This is a question I recently got on an exam:
Find whether $\displaystyle \mathcal I=\int_0^1\frac{\sin^3(1/x)\cos(1/x)}{x^{3/2}+x^2\ln(1+1/x)}dx$ converges or diverges.
So I substituted $u=1/x$ to get $$\mathcal I=\int_1^\infty\frac{\sin^3 u\cos u}{\sqrt u+\ln(1+u)}du.$$
Now, take $f(x)=\sin^3x\cos x$ and $g(x)=\dfrac{1}{\sqrt x+\ln(1+x)}$ so that $\bigg|\displaystyle\int_1^b f(x)dx\bigg|$ exists and is uniformly bounded by $2$ $\forall b>1$, and $g(x)$ is non-negative monotone and bounded on $[1,\infty)$ and $\displaystyle \lim_{x\to \infty}g(x)=0$.
Thus, by Dirichlet's test for improper integrals, $\mathcal I$ should converge.
However, when I plugged the integral into Wolfram Alpha, it repeatedly exceeded its standard computation time. Also, when I input it into integral-calculator, it wasn't able to calculate it, and when I selected "integrate numerically only", it showed that "cannot compute because integral may be divergent". However, desmos shows that it is $0$. Thus I am confused. If $\mathcal I$ converges, then shouldn't the softwares be easily able to compute its value?

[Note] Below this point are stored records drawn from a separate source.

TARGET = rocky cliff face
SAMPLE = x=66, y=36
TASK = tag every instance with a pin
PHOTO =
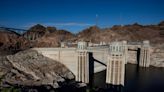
x=11, y=42
x=157, y=56
x=29, y=68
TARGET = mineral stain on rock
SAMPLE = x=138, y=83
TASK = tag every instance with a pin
x=30, y=70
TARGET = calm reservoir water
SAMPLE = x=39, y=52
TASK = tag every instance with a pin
x=136, y=79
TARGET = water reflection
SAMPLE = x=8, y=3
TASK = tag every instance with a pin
x=137, y=79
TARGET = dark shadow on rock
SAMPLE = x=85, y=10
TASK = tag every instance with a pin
x=91, y=69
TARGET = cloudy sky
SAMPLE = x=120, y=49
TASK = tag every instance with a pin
x=75, y=15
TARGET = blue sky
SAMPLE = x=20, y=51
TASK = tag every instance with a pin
x=75, y=15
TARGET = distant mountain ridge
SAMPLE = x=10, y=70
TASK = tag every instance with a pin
x=41, y=36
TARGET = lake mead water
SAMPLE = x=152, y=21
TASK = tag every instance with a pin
x=137, y=79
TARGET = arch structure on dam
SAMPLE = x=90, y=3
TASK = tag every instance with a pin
x=111, y=58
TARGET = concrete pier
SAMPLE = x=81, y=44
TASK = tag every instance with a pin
x=145, y=54
x=111, y=58
x=116, y=64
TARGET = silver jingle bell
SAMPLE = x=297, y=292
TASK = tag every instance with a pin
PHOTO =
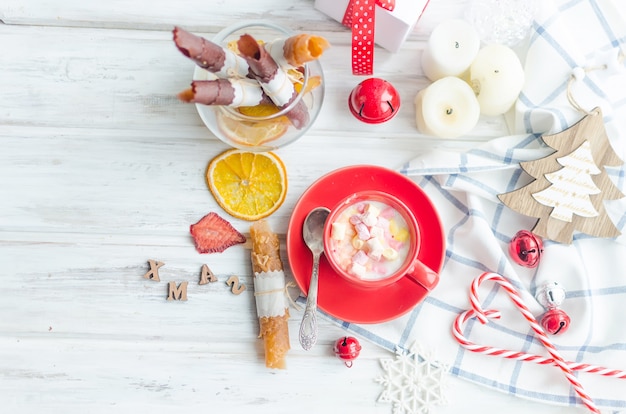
x=550, y=295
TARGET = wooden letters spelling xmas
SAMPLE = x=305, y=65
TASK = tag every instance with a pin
x=179, y=292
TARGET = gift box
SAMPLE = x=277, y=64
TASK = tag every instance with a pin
x=391, y=27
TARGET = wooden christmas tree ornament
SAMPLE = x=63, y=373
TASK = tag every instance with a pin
x=571, y=184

So is there any other method (comparison test, limit ratio test, $\mu$-test etc.) to confirm the convergence/divergence if this integral?
Best Answer
Your proof of convergence is correct. Note that the Dirichlet's test gives you also upper and lower bounds: by integrating by parts we have that $$I=\int_1^\infty\frac{\sin^3 (u)\cos (u)}{\sqrt u+\ln(1+u)}du=-\frac{\sin^4(1)}{4(1+\ln(2))}+ \frac{1}{4}\int_1^\infty\frac{\sin^4(u)\Big(\frac{1}{2\sqrt{u}}+\frac{1}{1+u}\Big)}{(\sqrt u+\ln(1+u))^2}du.$$ Therefore $$-\frac{\sin^4(1)}{4(1+\ln(2))}<I<-\frac{\sin^4(1)}{4(1+\ln(2))}+\frac{1}{4}\int_1^\infty\frac{\frac{1}{2\sqrt{u}}+\frac{1}{1+u}}{(\sqrt u+\ln(1+u))^2}du=\frac{1-\sin^4(1)}{4(1+\ln(2))}$$ that is $I\in (-0.0740289,0.07362502)$.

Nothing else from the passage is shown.